У нее задрожали губы и блеснули слезы в глазах. И вдруг блеснул гнев в них:

— За что вы меня мучаете?

И убежала.

Малоруков постоял.

«Вот и все».

И как не было логики в его любви, а на все молча и неопровержимо отвечала только своим видом прелестная головка в рамке кудрей, так не было логики ни в ее словах, ни в слезах, ни в гневе. Но и за слезами и за гневом блестело неподавимое счастье, которое дал ей другой.
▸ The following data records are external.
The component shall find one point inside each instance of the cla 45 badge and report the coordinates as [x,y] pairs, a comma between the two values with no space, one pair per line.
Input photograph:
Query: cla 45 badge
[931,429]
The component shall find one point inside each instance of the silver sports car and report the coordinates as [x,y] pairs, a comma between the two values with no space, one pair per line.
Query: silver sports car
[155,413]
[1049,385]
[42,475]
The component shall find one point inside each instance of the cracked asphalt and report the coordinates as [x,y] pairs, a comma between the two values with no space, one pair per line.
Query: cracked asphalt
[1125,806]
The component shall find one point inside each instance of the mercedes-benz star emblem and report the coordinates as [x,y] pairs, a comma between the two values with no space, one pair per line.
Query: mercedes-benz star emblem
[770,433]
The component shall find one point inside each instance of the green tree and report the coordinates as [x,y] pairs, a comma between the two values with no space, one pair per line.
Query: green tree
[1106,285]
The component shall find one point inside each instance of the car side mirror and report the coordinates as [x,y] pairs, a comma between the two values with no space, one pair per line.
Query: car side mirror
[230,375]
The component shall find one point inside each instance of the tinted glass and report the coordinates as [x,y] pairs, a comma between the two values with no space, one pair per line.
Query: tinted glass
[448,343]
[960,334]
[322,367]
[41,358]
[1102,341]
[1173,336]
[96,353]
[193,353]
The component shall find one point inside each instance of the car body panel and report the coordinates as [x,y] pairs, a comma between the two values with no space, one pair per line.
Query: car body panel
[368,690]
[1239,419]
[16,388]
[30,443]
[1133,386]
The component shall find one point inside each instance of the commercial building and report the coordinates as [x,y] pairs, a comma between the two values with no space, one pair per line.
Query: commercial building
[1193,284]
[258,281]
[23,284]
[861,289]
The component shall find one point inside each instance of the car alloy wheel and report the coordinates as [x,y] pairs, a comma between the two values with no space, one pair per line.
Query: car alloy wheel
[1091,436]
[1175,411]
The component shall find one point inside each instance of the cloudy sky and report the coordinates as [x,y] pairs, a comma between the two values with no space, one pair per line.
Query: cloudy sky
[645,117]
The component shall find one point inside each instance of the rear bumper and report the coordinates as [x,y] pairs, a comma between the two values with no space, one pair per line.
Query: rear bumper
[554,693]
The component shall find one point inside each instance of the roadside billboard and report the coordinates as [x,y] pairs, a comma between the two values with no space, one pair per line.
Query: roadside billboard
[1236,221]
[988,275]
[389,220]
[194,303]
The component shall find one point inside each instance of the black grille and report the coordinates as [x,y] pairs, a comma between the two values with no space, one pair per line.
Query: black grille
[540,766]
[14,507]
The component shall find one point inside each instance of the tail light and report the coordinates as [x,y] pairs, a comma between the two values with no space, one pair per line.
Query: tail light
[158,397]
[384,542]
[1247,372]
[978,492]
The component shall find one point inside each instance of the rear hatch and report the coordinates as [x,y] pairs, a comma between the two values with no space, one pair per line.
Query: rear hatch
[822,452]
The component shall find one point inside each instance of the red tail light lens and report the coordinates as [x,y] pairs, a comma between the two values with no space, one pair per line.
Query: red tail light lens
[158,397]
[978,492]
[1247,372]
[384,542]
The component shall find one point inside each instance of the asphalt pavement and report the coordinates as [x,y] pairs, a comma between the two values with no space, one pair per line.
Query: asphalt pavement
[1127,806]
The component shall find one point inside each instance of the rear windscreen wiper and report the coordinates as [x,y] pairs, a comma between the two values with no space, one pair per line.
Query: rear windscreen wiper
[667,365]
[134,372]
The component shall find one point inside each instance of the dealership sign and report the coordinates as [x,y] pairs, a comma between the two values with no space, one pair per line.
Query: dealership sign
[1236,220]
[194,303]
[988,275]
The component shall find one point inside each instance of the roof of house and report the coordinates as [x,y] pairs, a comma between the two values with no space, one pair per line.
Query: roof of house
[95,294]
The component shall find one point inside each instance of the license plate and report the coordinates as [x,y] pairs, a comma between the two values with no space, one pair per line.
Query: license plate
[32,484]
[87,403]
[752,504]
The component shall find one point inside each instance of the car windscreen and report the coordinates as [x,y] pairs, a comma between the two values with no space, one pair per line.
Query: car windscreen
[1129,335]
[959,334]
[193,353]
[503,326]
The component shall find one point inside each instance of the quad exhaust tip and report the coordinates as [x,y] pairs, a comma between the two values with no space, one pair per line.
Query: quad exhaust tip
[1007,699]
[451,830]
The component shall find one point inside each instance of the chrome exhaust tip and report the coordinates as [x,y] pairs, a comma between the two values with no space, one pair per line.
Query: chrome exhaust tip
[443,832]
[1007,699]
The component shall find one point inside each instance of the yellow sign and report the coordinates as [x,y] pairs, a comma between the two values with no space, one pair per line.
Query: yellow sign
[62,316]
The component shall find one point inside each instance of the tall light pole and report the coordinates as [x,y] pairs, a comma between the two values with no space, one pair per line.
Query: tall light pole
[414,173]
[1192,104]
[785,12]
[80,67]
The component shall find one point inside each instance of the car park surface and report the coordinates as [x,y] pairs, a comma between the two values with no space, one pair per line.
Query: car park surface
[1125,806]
Малоруков вышел и пошел по улице, опустив голову, а когда поднял ее, удивился: над головой стояло солнце, шептались деревья в садах и белели маленькие домики окраины, а с обрыва виднелся луг и на нем петлями блестела речка.

Тогда он повернулся и пошел назад домой, все время не в силах поднять голову, и думал. Мучительность была в том, что о чем бы он ни думал, всегда, как по кругу, приходил к одному и тому же: прелестное личико в раме кудрей, удивленно раскрытые, милые глазки, полуоткрытый маленький рот, и все это без слов, без усилия убедить его в чем-либо. И тогда, закрывая на минуту глаза и натыкаясь на прохожих, он шел и шел, а когда поднял голову, стояли над головой звезды, справа темнела роща, уходя за увал, слева белела стена кладбища; слабо млел церковный крест.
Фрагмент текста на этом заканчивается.